Nelle prime 13 partite, disputate partendo dalla panchina, Hardaway Jr. aveva una media di 10.2 punti in 22.2 minuti, con il 34% dal campo ed il 29.5% da 3 punti; nelle successive 10, in cui è invece partito titolare, le sue medie parlano di 17.1 punti in 28.2 minuti, il 54.2% dal campo ed il 47.8% da tre (dati nba.com). Non è il numero di conclusioni a essere aumentato, quanto piuttosto la qualità delle stesse: molti più tiri dagli scarichi e con maggiore spazio. Effetto Dončić, sicuramente, ma forse anche una maggiore fiducia avvertita dal giocatore, che a inizio anno aveva dichiarato di aver studiato Michael Finley ai tempi in cui giocava con Steve Nash e Dirk Nowitzki, vedendo un parallelismo con lui, Dončić e Porziņģis.

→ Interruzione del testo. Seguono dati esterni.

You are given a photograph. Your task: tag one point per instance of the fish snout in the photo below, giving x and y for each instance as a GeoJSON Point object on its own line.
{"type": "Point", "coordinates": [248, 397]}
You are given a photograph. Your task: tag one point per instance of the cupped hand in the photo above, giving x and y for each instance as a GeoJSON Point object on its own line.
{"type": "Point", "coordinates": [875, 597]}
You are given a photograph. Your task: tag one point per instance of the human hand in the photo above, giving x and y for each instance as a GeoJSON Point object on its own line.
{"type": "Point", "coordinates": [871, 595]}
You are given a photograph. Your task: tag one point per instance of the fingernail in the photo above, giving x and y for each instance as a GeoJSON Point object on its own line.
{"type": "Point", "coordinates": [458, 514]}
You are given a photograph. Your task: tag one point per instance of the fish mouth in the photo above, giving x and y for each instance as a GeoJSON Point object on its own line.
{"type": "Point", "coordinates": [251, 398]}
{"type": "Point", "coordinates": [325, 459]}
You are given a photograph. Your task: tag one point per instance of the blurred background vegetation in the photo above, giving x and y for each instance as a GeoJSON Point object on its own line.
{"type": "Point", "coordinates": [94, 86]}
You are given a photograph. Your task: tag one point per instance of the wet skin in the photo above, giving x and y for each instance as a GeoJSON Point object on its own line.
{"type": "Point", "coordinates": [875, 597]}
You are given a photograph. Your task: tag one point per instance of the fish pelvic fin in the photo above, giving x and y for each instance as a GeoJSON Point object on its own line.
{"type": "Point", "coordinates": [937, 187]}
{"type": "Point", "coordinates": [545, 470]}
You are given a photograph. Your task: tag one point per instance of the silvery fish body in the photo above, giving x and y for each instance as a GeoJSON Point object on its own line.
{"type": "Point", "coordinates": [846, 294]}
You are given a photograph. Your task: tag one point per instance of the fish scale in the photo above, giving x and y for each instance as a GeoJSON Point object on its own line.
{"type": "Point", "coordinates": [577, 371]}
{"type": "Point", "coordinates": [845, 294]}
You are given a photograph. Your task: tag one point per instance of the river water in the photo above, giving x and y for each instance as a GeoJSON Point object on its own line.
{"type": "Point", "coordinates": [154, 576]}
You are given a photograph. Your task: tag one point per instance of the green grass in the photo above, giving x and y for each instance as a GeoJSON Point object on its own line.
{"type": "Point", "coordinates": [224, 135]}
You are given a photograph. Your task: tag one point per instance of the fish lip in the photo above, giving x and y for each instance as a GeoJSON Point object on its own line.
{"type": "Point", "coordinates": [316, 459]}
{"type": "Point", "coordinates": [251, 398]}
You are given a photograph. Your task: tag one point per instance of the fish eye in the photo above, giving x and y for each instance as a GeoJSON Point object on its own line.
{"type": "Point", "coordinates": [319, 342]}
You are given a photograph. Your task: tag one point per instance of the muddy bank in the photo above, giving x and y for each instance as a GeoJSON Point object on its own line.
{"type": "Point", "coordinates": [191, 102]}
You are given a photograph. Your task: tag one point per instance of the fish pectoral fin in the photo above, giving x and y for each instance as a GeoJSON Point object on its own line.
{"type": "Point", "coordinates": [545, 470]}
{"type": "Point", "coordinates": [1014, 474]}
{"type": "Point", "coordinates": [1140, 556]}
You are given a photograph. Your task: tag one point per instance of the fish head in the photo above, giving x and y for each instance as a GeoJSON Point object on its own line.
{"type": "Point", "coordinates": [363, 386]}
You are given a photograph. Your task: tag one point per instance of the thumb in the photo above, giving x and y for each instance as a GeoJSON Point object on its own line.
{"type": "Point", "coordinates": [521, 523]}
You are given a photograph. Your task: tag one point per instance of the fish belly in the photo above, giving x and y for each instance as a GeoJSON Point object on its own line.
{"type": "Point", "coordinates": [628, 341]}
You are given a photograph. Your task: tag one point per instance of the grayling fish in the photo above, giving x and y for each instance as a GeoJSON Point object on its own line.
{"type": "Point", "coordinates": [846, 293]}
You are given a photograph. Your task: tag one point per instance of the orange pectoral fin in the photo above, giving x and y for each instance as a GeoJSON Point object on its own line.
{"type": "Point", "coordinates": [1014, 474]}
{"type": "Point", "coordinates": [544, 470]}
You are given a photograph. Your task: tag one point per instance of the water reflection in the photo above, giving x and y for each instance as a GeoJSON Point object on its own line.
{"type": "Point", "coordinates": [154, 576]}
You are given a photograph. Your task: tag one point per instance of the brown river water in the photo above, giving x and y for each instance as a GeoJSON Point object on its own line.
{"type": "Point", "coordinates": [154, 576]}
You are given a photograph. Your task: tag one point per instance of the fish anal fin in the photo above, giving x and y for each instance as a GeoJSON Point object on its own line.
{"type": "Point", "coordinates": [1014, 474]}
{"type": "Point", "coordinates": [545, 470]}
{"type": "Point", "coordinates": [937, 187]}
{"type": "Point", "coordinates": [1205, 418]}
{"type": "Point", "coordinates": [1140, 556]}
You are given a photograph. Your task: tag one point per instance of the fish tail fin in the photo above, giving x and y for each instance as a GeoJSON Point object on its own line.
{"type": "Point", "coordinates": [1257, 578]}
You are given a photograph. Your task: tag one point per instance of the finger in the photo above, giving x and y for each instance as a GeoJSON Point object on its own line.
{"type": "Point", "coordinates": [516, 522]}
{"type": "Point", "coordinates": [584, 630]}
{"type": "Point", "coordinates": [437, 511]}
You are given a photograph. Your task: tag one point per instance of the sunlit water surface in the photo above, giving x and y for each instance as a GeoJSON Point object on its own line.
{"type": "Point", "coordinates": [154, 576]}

Il figlio d’arte sembra dunque aver tolto i panni del realizzatore in uscita dalla panchina, ruolo in cui le sue forzature al tiro si stavano trasformando in una costante, per vestire quelli del tiratore sugli scarichi che punisce la difesa quando concede troppe attenzioni al duo europeo. Si parla comunque di un equilibrio precario, dato anche il campione di partite è ancora molto ridotto, ma che sarà fondamentale per il successo di Dallas nel corso della stagione.
Dorian Finney-Smith
Dorian Finney-Smith sta giocando, al momento, la miglior pallacanestro della sua carriera e a breve avrà probabilmente uno spazio a lui dedicato qui su The Shot. Sta registrando i suoi massimi storici in minuti giocati, punti, percentuali dal campo e da tre punti, Box Plus-Minus e Net Rating. La sua grande adattabilità lo rende un elemento preziosissimo per i Mavericks: è infatti l’unico giocatore nel roster a poter giocare indifferentemente negli spot di 3 e 4 portando energia, difesa e un tiro sugli scarichi in miglioramento di anno in anno.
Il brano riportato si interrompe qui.